Subscripts are similar, but use the underscore character.

 $$ 3x_2 \ \times \ 2x_3 $$
 3x_2 \ \times \ 2x_3

This is OK if you want superscripts or subscripts, but square roots are a little different. This uses a control sequence.

 $$ \sqrt{64} \ = \ 8 $$
 \sqrt{64} \ = \ 8

You can also take this a little further, but adding in a control character. You may ask a question like:

 $$ If \ \sqrt[n]{1024} \ = \ 4, \ what \ is \ the \ value \ of \ n? $$  
 If \ \sqrt[n]{1024} \ = \ 4, \ what \ is \ the \ value \ of \ n? 

Using these different commands allows you to develop equations like:

 $$ The \sqrt{64} \ \times \ 2 \ \times \ 4^3 \ = \ 1024 $$
 The \sqrt{64} \ \times \ 2 \ \times \ 4^3 \ = \ 1024

Superscripts, Subscripts and roots can also be noted in Matrices.


Fractions in TeX are actually simple, as long as you remember the rules.

 $$ \frac{numerator}{denominator} $$ which produces \frac{numerator}{denominator} .

This can be given as:

 \frac{5}{10} \ is \ equal \ to \ \frac{1}{2}.

This is entered as:

 $$ \frac{5}{10} \ is \ equal \ to \ \frac{1}{2}.$$

With fractions (as with other commands) the curly brackets can be nested so that for example you can implement negative exponents in fractions. As you can see,

 $$\frac {5^{-2}}{3}$$ will produce \frac {5^{-2}}{3}
 $$\left(\frac{3}{4}\right)^{-3}$$ will produce \left(\frac{3}{4}\right)^{-3}  and
 $$\frac{3}{4^{-3}}$$ will produce  \frac{3}{4^{-3}} 
 You likely do not want to use $$\frac{3}{4}^{-3}$$ as it produces \frac{3}{4}^{-3}

You can also use fractions and negative exponents in Matrices.


As students advance through Maths, they come into contact with brackets. Algebraic notation depends heavily on brackets. The usual keyboard values of ( and ) are useful, for example:

  d = 2 \ \times \ (4 \ - \ j)

This is written as:

 $$ d = 2 \ \times \ (4 \ - \ j) $$

Usually, these brackets are enough for most formulae but they will not be in some circumstances. Consider this:

 4x^3 \ + \ (x \ + \ \frac{42}{1 + x^4}) 

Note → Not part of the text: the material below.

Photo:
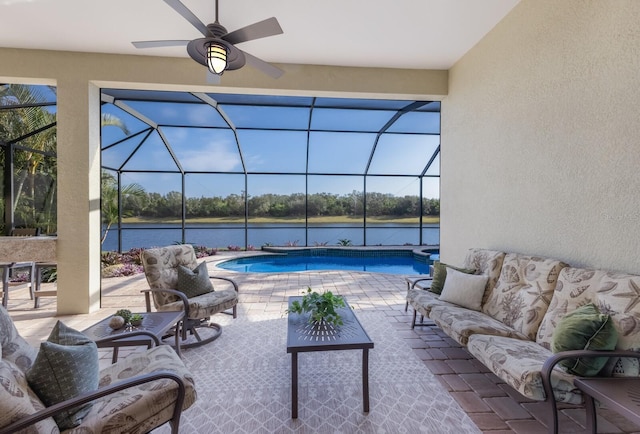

Is OK, but try it this way:

 4x^3 \ + \ \left(x \ + \ \frac{42}{1 + x^4}\right) 

This can be achieved by:

 $$ 4x^3 \ + \ \left(x \ + \ \frac{42}{1 + x^4}\right) $$

A simple change using the \left( and \right) symbols instead. Note the actual bracket is both named and presented. Brackets are almost essential in Matrices.


The Ellipsis is a simple code:

 x_1, \ x_2, \ \ldots, \ x_n 

Written like:

 $$ x_1, \ x_2, \ \ldots, \ x_n  $$

A more practical application could be:


 "Add together all the numbers from 1 \ldots 38.
 What is an elegant and simple solution to this problem?
 Can you create an algebraic function to explain this solution?
 Will your solution work for all numbers?"

Answer: The question uses an even number to demonstrate a mathematical process and generate an algebraic formula.

Part 1: Part 2. Part 3.

1. \ 1 \ + \ 38 \ = \ 39

2. \ 2 \ + \ 37 \ = \ 39

3. \ 3 \ + \ 36 \ = \ 39


19. 19 \ + \ 20 \ = \ 39

\therefore x \ = \ 39 \ \times \ 19

\therefore x \ = \ 741

An algebraic function might read something like:

t = (1 + n) \times n/2

Where t = total and n = the last number.

The solution is that, using the largest and the smallest numbers, the numbers are added and then multiplied by the number of different combinations to produce the same result adding the first and last numbers.

The answer must depend on the number, \frac{n}{2} being a whole number. Therefore, the solution will not work for an odd range of numbers, only an even range.